Lo ammetto. Questa settimana ho completamente dimenticato il pezzo e
così ho costretto ancora una volta Veronica a temporeggiare e me stessa a
sbrigare un argomento da sottoporvi per premettervi ancora una volta di
seguirmi. Mi seguite? Chissà quanti sarete o se in realtà non sarà nessuno e
sto solo costruendo castelli sulla sabbia. Qualunque sia il responso ora mi
accingo a raccontarvi una storia che è veramente bella e che il caso e la
fretta di questo moemento hanno voluto ricondurmi alla mente, magari in futuro
potrei riportare qualche cosa di più dettagliato o magari di meglio costruito
su di lui o magari no ma ora voglio solo dirvi che per me il suo nome è:
"signor Hotempodavendere". E' così che si è presentato la prima
volta. Quando un giorno accompagnai in una pausa dallo studio, mia zia, a
domandare per la riparazione di una vecchia bellissima pendola di mogano. Lui
era seduto cavalcioni su uno sgabellino tutto nero e armeggiava in un
meccanismo piuttosto complesso con due cacciavite che parevano bisturi. La
stanza era piuttosto singolare e accoglieva un sacco di orologi, di tutte le
razze: grandi, piccoli, enormi, belli, rotti... c'era una piccola radio e un
lettore di cassette che girava e rimandava indietro la voce di un narratore.

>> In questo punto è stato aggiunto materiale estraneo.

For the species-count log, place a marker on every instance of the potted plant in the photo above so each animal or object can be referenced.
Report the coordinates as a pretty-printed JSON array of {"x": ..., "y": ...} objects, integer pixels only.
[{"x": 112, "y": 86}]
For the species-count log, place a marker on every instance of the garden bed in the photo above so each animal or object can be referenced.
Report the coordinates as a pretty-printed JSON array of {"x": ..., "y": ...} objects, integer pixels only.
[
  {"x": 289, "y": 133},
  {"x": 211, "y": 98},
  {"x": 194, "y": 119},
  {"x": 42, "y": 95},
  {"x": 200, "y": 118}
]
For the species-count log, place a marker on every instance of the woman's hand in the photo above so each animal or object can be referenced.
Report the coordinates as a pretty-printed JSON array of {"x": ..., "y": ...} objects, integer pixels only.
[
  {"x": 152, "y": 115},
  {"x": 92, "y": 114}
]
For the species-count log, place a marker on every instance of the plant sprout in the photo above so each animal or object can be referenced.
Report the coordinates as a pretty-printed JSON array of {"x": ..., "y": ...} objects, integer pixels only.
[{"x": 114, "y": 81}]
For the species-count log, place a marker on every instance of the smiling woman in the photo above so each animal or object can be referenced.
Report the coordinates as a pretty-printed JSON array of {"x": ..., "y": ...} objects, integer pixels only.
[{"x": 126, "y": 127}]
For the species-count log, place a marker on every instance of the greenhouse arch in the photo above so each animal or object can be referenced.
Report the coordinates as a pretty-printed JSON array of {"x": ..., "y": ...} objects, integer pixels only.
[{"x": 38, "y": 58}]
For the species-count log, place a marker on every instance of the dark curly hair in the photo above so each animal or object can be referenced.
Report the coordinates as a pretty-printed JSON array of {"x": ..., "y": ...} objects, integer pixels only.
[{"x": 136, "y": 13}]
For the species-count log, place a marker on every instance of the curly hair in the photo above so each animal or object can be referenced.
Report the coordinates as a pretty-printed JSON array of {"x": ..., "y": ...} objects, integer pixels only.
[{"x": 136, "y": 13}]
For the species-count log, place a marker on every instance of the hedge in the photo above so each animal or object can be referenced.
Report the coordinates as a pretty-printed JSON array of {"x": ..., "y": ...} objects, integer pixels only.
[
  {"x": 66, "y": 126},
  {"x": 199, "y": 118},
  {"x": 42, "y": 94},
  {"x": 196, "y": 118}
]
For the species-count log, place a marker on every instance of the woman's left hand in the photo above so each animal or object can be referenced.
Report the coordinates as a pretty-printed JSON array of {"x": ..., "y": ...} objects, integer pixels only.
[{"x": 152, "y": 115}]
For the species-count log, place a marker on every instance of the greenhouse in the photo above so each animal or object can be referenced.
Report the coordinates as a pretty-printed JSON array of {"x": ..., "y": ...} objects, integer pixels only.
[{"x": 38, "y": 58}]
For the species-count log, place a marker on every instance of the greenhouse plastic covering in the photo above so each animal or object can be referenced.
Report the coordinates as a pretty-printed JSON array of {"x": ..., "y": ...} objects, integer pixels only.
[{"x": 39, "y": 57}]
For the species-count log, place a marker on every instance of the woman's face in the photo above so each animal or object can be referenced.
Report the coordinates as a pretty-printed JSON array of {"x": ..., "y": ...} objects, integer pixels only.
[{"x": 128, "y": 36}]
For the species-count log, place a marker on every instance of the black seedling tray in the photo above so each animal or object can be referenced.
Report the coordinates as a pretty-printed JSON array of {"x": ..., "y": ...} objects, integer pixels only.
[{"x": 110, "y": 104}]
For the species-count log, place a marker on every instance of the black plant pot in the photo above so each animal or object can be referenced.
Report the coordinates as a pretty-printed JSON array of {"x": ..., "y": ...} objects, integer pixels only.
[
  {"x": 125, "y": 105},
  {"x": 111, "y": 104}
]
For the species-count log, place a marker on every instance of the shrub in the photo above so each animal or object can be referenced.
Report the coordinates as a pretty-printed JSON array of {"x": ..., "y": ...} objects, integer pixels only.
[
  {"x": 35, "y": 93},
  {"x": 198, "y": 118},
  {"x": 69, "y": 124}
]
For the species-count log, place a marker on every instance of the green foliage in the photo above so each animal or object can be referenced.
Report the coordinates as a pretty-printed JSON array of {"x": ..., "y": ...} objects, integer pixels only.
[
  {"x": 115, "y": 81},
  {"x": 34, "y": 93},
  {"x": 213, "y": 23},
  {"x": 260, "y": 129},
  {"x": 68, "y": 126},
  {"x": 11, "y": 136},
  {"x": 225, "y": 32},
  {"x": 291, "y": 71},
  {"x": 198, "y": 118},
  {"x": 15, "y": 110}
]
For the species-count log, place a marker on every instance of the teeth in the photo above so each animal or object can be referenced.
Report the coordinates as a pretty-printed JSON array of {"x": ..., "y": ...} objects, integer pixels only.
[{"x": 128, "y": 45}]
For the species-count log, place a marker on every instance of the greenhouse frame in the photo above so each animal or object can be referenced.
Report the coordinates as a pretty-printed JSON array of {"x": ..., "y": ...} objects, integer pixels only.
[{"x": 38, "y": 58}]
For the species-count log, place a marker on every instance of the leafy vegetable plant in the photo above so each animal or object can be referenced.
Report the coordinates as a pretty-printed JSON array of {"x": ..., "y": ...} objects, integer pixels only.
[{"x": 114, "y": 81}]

Riconobbi indistintamente che stava leggendo Pasolini e così senza che me ne
rendessi conto pronunciai "Pierpaolo", per quel mio vizio di chiamare
tutti per nome, anche i poeti e i cantori. L'uomo mi sorrise ma non disse
nulla. Una volta illustrato i guai della pendola lui annuì e con un gesto della
mano indicò di portarliela ma senza proferir parola. Pensa addirittura fosse
muto ma per pudore non dissi nulla. A quel punto mi resi conto che eravamo di
troppo, aveva bisogno di concentrazione per la sua operazione delicata e
potreste voi immaginarvi un dottore che disquisisce con altri pazienti mentre
opera? Ma la tentazione di restare era forte. Il giorno seguente ci tornai e
con ogni buona intenzione gli chiesi se qualche volta, se a lui stava bene,
avrei potuto andare lì per trascorrervi un po'
di tempo. Lui si voltò e mi disse proprio: "Io, signorina, ho tempo da
vendere!" e nella mia ignoranza chiesi se voleva essere pagato. Lui si
abbandonò a una grassa risata e mi indicò una poltroncina verde acido,
rivestita di velluto a coste. E da quel giorno la poltroncina mi è molto,
veramente molto familiare. Eccovi la storia del signor Hotempodavendere ed
spero vogliate scusare la mia maledetta capacità di non ricordare mai nulla.